O grupo, conforme descrito na introdução desta tese, foi composto por alunos do segundo ano do curso de Letras que optaram habilitação em Língua e Literatura Francesa. Ingressantes em 2007 na USP, após um ano cursando as disciplinas do Ciclo Básico (ver anexo), em 2008 cursavam o primeiro ano do Francês, cursando as disciplinas específicas da área, dentre as quais Introdução à Literatura Francesa: Leitura de Textos I (ver anexo). Ao longo das conversas, conforme pode ser lido na transcrição das reuniões (ver anexo) são feitas várias referências ao curso de Introdução aos Estudos Literários (IEL), disciplina obrigatória oferecida pelo

Departamento de Teoria Literária e Literatura Comparada da FFLCH/USP, pré- requisito para que os alunos de Letras possam cursam as demais disciplinas sobre literatura.

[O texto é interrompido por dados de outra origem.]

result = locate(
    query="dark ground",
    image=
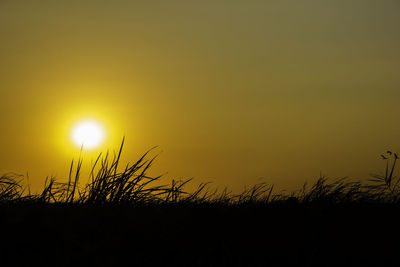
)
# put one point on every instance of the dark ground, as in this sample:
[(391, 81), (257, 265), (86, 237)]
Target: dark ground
[(287, 234)]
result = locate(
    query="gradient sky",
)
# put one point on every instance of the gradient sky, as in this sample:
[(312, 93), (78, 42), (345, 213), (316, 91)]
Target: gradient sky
[(231, 91)]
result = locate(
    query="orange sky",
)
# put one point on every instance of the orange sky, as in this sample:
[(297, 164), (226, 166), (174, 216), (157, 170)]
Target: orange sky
[(231, 91)]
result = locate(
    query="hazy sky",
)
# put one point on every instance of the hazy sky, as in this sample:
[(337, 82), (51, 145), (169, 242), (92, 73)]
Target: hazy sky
[(231, 91)]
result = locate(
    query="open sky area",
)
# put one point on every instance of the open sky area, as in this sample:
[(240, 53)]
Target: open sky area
[(232, 92)]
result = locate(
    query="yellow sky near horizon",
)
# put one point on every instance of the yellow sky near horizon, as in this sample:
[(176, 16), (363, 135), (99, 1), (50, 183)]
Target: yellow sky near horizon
[(230, 91)]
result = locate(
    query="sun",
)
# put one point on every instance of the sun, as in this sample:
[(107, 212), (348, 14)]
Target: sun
[(88, 134)]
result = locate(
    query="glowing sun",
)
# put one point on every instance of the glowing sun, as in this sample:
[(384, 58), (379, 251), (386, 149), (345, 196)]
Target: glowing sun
[(88, 134)]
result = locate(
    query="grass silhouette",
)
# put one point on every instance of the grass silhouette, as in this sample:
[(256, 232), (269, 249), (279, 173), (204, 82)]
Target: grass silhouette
[(125, 217)]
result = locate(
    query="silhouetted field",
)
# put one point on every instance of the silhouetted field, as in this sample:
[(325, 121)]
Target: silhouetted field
[(125, 218)]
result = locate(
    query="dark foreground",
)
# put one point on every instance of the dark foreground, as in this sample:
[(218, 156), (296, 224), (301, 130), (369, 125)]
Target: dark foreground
[(285, 234)]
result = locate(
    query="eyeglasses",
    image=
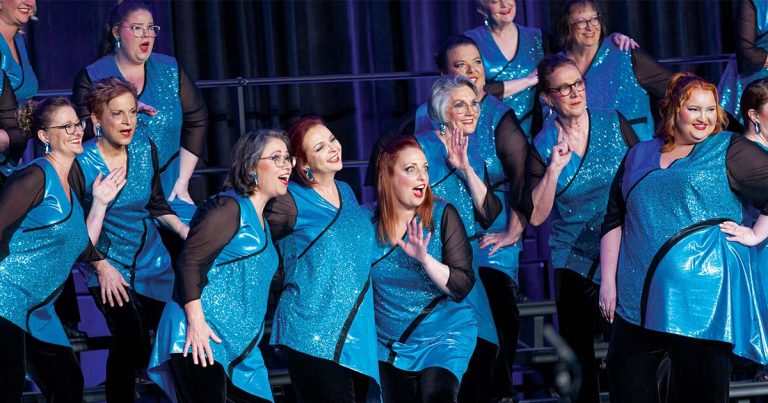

Buscando preservar o anonimato dos participantes na degravação das reuniões, optou-se por nomeá-los de “leitor” seguido de um número crescente relacionado ao lugar ocupado pelo nome em ordem alfabética. Tem-se, assim, cinco leitores designados de 1 a 5. Optei por designar meu papel nas reuniões por “mediadora”. Ao longo do texto, pois, seis vozes tecem a leitura coletiva, compartilhando suas experiências e ressignificando o prólogo lido.